You are viewing a plain text version of this content. The canonical link for it is here.

Posted to dev@bigtop.apache.org by Roman Shaposhnik <rv...@apache.org> on 2013/08/06 06:24:19 UTC

Re: How do you run Spark jobs?

On Fri, Aug 2, 2013 at 9:50 PM, Patrick Wendell <pw...@gmail.com> wrote:
> Hey All,
>
> I'm working on SPARK-800 [1]. The goal is to document a best practice or
> recommended way of bundling and running Spark jobs. We have a quickstart
> guide for writing a standlone job, but it doesn't cover how to deal with
> packaging up your dependencies and setting the correct environment
> variables required to submit a full job to a cluster. This can be a
> confusing process for beginners - it would be good to extend the guide to
> cover this.
>
> First though I wanted to sample this list and see how people tend to run
> Spark jobs inside their org's. Knowing any of the following would be
> helpful:
>
> - Do you create an uber jar with all of your job (and Spark)'s recursive
> dependencies?
> - Do you try to use sbt run or maven exec with some way to pass the correct
> environment variables?
> - Do people use a modified version of spark's own `run` script?
> - Do you have some other way of submitting jobs?
>
> Any notes would be helpful in compiling this!

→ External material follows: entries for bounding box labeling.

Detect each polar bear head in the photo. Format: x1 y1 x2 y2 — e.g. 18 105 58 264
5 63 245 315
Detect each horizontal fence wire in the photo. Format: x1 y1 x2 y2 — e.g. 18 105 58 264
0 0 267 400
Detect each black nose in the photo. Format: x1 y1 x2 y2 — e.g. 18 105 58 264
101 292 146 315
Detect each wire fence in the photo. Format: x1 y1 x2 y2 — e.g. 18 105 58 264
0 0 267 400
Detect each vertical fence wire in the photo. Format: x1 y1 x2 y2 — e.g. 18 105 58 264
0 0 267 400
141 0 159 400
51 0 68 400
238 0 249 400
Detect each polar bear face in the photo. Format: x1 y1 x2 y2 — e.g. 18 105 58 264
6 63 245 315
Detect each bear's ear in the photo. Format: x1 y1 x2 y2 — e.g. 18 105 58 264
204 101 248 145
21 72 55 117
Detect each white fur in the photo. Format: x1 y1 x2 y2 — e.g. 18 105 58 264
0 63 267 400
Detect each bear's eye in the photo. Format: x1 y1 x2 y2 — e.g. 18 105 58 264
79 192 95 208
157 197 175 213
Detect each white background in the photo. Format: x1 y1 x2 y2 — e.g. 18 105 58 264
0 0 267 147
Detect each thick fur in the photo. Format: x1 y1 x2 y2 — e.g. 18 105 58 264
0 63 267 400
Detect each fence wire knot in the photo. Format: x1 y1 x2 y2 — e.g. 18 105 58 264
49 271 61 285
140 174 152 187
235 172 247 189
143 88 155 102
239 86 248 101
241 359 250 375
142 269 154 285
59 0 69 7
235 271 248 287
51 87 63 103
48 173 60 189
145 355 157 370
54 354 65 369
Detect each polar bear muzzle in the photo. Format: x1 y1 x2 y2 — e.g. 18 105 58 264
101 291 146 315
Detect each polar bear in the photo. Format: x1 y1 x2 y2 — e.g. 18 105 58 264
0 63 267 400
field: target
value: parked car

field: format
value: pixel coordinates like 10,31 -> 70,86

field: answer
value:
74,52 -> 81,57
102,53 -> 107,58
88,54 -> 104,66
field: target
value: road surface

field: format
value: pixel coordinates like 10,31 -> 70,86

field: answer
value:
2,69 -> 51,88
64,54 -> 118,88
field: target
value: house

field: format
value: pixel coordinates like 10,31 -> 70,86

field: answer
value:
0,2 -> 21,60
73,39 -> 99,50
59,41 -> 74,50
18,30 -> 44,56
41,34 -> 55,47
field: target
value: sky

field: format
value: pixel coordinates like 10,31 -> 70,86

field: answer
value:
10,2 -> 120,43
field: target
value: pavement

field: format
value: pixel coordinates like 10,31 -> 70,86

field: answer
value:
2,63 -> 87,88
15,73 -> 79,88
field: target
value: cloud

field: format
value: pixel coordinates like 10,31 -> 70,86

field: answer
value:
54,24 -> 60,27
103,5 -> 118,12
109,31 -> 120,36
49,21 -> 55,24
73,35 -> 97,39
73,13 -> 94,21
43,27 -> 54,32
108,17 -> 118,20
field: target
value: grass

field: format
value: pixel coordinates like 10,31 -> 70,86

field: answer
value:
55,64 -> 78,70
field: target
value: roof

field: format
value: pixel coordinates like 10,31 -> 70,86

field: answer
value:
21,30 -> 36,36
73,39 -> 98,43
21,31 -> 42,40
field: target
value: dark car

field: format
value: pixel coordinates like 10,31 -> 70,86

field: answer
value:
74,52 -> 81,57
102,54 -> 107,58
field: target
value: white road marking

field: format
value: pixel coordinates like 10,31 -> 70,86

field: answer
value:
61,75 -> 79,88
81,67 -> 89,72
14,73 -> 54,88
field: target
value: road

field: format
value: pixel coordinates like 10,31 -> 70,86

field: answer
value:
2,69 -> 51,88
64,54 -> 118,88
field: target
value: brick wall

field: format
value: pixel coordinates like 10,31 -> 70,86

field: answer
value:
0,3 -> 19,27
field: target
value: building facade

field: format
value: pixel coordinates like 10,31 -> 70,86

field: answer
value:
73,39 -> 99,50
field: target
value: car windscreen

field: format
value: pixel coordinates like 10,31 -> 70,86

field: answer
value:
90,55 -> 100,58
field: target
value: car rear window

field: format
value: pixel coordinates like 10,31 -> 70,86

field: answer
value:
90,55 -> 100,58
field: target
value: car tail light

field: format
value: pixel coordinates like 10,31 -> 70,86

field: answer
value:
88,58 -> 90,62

Now that Spark has been integrated into Bigtop:
    https://issues.apache.org/jira/browse/BIGTOP-715
it may make sense to tackle some of those issues from a
distribution perspective. Bigtop has a luxury of defining an
entire distribution (you always know what versions of Hadoop
and its ecosystem projects your're dealing with). It also
provides helper functionality for a lot of common things (like
finding JAVA_HOME, plugging into the underlying
OS capabilities, etc.).

I guess all I'm saying is that you guys should consider Bigtop
as an integration platform for making Spark easier to use.

Feel free to fork off this thread to dev@bigtop (CCed) if you
think this is an idea worth exploring.

Thanks,
Roman.